On Tue, May 26, 2020 at 07:27:15AM -0700, Dave Hansen wrote:
On 5/25/20 8:08 AM, Kirill A. Shutemov wrote:
- if (not_addressable) {
pr_err("%lldGB of physical memory is not addressable in the paging mode\n",not_addressable >> 30);if (!pgtable_l5_enabled())pr_err("Consider enabling 5-level paging\n");Could this happen at all when l5 is enabled? Does it mean we need kmap() for 64-bit?
It's future-profing. Who knows what paging modes we would have in the future.
Future-proofing and firmware-proofing. :)
In any case, are we *really* limited to 52 bits of physical memory with 5-level paging?
Yes. It's architectural. SDM says "MAXPHYADDR is at most 52" (Vol 3A, 4.1.4).
I guess it can be extended with an opt-in feature and relevant changes to page table structure. But as of today there's no such thing.

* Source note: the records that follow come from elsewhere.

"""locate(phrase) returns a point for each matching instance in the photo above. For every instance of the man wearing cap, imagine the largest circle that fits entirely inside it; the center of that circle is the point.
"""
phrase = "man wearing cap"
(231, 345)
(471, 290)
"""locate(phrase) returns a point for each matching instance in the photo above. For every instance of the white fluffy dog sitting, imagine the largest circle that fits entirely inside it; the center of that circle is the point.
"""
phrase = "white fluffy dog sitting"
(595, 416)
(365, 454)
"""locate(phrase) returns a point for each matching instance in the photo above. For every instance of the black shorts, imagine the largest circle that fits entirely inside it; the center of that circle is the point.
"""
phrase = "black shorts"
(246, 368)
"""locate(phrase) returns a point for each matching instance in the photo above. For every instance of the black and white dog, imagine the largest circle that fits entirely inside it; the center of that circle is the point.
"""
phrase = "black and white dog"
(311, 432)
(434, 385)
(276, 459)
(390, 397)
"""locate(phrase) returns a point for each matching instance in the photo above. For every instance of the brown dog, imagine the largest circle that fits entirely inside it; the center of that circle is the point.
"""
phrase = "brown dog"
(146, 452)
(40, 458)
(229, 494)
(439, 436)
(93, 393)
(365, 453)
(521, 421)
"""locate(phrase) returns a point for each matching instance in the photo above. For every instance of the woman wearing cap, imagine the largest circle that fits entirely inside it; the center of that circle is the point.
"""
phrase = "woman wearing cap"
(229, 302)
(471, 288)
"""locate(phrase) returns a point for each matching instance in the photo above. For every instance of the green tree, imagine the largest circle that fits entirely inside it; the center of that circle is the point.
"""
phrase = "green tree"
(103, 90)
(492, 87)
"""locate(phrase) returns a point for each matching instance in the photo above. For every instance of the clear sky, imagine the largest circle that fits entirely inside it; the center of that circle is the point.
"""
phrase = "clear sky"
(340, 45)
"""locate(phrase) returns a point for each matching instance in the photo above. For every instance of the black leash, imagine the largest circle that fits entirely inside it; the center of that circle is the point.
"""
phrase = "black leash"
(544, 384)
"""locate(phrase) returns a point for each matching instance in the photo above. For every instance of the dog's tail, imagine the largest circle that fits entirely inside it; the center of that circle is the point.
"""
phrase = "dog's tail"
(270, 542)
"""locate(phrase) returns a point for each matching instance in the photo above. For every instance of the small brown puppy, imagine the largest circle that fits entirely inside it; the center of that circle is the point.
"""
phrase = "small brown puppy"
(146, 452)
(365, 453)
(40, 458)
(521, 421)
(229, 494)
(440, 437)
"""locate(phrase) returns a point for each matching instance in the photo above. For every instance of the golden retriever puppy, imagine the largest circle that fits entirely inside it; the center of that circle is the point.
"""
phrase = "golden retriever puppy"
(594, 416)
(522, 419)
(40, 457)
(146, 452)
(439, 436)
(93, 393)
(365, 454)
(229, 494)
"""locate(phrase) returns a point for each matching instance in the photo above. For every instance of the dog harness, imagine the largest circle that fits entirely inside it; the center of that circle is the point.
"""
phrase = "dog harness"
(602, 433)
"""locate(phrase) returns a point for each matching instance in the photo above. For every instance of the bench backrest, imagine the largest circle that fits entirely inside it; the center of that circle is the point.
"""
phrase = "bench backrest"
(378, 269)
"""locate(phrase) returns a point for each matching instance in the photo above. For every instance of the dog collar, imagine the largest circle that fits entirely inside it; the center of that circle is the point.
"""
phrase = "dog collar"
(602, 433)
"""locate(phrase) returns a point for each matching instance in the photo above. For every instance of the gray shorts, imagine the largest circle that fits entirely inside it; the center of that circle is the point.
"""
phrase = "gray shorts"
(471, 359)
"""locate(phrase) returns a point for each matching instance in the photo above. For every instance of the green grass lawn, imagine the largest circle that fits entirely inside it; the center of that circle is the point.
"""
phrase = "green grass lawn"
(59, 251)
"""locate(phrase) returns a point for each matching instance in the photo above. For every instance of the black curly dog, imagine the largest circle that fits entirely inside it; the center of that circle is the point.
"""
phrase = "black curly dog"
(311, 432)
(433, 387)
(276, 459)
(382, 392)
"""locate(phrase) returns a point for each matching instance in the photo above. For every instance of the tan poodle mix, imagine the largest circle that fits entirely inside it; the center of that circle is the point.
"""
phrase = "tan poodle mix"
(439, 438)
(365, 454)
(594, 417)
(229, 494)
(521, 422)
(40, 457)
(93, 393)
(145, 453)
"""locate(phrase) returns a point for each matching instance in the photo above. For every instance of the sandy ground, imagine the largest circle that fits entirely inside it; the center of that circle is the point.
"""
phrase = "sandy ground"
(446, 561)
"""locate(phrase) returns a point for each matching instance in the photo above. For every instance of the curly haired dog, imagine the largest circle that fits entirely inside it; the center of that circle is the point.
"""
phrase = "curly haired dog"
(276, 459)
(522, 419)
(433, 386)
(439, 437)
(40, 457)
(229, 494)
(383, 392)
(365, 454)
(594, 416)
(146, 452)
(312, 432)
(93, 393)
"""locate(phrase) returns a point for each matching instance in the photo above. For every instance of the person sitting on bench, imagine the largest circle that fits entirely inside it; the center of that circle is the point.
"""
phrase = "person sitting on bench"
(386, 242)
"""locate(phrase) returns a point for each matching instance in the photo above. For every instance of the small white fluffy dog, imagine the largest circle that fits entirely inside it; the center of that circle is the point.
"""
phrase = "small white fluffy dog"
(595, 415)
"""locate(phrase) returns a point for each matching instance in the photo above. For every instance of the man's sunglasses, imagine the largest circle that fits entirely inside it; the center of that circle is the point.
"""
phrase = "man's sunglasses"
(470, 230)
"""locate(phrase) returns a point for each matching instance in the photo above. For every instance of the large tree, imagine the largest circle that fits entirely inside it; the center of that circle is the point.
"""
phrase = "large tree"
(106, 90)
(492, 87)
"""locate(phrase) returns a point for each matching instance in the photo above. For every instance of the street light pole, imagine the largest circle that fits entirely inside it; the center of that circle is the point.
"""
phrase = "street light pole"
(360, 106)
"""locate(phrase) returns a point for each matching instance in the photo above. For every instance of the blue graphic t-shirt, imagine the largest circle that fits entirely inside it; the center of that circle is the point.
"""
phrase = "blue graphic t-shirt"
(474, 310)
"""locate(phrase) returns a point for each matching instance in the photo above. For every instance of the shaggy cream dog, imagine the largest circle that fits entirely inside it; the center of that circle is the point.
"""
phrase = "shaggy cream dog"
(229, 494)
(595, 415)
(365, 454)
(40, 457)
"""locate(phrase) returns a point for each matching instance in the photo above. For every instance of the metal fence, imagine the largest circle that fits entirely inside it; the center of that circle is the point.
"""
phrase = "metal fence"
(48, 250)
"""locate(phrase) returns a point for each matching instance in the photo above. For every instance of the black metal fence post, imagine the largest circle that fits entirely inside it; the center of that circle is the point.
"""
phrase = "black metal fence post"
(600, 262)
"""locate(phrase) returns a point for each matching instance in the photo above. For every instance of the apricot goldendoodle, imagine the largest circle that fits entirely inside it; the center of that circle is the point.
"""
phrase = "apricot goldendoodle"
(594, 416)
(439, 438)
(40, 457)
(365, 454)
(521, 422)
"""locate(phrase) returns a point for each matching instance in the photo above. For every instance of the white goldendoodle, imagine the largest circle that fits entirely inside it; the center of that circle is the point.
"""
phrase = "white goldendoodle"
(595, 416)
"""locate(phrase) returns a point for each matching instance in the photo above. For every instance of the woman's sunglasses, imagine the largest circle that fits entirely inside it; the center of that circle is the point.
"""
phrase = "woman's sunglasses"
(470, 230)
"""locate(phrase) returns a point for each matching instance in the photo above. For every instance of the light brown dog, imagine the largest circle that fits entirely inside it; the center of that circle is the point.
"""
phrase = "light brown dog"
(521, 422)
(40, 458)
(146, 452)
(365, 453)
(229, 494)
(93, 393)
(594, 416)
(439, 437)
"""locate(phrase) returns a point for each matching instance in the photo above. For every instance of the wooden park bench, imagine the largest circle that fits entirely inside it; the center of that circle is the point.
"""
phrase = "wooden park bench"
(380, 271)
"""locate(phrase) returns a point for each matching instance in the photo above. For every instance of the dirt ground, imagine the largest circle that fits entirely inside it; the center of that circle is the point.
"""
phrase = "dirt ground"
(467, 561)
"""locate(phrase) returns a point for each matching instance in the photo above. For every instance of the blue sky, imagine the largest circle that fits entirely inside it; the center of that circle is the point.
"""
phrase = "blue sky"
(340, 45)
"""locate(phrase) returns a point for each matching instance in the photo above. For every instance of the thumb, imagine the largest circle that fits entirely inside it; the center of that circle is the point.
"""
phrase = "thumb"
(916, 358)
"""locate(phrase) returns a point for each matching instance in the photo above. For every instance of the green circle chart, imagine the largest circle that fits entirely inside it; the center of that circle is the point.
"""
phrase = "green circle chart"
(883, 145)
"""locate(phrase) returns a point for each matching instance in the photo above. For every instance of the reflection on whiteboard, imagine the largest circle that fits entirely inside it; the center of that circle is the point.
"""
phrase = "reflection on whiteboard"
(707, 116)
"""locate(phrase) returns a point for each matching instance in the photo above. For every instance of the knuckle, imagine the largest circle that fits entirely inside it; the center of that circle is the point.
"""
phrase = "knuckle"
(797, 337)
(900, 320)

Previously, we said we were limited to 46 bits, and now we're saying that the limit is 52 with 5-level paging:
#define MAX_PHYSMEM_BITS (pgtable_l5_enabled() ? 52 : 46)

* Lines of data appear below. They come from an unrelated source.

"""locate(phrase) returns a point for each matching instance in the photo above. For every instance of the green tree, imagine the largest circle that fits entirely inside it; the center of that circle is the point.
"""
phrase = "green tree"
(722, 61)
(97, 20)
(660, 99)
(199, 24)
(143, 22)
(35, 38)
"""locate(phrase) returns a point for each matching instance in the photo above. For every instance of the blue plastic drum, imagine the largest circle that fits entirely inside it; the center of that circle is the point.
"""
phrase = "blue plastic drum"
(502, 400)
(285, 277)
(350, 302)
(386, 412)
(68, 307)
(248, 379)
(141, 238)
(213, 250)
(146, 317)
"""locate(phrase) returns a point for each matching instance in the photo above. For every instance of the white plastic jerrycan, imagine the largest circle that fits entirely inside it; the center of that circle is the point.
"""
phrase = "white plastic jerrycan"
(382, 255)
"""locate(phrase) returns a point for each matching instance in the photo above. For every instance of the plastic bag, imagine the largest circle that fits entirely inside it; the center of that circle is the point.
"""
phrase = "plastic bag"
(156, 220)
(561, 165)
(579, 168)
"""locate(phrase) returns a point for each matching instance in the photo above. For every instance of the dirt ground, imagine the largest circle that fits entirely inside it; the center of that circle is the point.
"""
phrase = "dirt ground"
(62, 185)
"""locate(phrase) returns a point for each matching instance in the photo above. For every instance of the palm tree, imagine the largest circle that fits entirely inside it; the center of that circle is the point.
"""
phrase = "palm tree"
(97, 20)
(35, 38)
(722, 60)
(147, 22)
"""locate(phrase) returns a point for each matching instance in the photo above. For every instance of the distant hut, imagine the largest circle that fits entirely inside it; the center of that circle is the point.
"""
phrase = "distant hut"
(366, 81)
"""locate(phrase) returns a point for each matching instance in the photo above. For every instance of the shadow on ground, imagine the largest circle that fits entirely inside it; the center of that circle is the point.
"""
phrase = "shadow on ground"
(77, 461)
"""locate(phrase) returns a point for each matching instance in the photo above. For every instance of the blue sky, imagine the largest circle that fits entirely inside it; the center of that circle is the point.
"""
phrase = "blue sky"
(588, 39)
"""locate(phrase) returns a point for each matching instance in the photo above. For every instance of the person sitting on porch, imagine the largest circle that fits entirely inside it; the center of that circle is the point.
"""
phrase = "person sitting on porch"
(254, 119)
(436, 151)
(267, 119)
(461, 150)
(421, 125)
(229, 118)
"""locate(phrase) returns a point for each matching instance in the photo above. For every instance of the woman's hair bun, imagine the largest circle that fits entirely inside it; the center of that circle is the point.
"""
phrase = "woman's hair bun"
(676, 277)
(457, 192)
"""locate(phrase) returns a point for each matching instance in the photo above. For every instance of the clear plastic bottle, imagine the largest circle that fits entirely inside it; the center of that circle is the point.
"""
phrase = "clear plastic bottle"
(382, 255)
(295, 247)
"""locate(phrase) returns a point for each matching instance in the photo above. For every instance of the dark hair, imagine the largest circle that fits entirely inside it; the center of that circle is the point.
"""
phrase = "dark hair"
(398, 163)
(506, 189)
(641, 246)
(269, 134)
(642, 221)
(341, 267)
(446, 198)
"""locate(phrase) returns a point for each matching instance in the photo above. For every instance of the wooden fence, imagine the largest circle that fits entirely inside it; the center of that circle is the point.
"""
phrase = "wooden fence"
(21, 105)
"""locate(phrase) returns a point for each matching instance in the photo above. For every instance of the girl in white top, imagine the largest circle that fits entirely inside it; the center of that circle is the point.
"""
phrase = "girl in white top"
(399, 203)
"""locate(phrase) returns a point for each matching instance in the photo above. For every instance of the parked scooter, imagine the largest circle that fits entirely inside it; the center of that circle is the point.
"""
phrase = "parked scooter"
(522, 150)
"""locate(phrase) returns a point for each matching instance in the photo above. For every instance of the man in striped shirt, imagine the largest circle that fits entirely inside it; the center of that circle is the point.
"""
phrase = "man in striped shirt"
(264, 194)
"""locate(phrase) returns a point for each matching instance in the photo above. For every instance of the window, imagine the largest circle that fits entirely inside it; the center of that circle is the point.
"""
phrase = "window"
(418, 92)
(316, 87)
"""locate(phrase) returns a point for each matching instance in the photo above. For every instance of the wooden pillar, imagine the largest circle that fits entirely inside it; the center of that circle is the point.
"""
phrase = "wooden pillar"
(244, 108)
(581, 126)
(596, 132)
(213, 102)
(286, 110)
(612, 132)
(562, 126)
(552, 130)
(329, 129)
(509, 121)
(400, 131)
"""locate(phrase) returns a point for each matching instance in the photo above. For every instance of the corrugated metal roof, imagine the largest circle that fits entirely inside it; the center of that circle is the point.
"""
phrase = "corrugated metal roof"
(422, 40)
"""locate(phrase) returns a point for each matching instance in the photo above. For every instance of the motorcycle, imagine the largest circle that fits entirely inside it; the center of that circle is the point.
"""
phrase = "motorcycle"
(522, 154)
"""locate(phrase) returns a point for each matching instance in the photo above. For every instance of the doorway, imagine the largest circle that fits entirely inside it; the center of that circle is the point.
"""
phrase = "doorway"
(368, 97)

The 46 was fine with the 48 bits of address space on 4-level paging systems since we need 1/2 of the address space for userspace, 1/4 for the direct map and 1/4 for the vmalloc-and-friends area. At 46 bits of address space, we fill up the direct map.

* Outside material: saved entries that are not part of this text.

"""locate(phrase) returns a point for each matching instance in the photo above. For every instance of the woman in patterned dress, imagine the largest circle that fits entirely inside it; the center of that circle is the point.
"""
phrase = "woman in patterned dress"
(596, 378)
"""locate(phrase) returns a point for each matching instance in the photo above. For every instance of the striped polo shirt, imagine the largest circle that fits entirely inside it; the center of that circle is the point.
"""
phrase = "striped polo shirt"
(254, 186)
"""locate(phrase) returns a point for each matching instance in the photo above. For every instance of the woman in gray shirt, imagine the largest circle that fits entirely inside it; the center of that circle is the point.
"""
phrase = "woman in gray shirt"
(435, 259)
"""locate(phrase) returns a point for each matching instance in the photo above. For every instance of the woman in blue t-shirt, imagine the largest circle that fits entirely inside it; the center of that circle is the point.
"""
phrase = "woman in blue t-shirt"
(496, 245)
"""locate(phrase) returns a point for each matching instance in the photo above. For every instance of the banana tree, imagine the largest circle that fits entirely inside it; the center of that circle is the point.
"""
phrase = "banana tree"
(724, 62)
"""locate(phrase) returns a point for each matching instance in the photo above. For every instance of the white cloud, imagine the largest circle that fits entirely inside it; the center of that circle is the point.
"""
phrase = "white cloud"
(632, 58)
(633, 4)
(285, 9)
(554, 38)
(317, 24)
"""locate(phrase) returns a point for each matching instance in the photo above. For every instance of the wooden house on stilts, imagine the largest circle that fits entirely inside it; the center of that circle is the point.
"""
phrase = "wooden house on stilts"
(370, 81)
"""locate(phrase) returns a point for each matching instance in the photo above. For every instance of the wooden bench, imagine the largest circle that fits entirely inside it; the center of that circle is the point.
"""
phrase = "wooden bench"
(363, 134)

The hardware designers know this and never enumerated a MAXPHYADDR from CPUID which was higher than what we could cover with 46 bits. It was nice and convenient that these two separate things matched:
- The amount of physical address space addressable in a direct map consuming 1/4 of the virtual address space.
- The CPU-enumerated MAXPHYADDR which among other things dictates how much physical address space is addressable in a PTE.
But, with 5-level paging, things are a little different. The limit in addressable memory because of running out of the direct map actually happens at 55 bits (57-2=55, analogous to the 4-level 48-2=46).
So shouldn't it technically be this:
#define MAX_PHYSMEM_BITS (pgtable_l5_enabled() ? 55 : 46)
?
Bits above 52 are ignored in the page table entries and accessible to software. Some of them got claimed by HW features (XD-bit, protection keys), but such features require explicit opt-in on software side.
Kernel could claim bits 53-55 for the physical address, but it doesn't get us anything: if future HW would provide such feature it would require opt-in. On other hand claiming them now means we cannot use them for other purposes as SW bit. I don't see a point.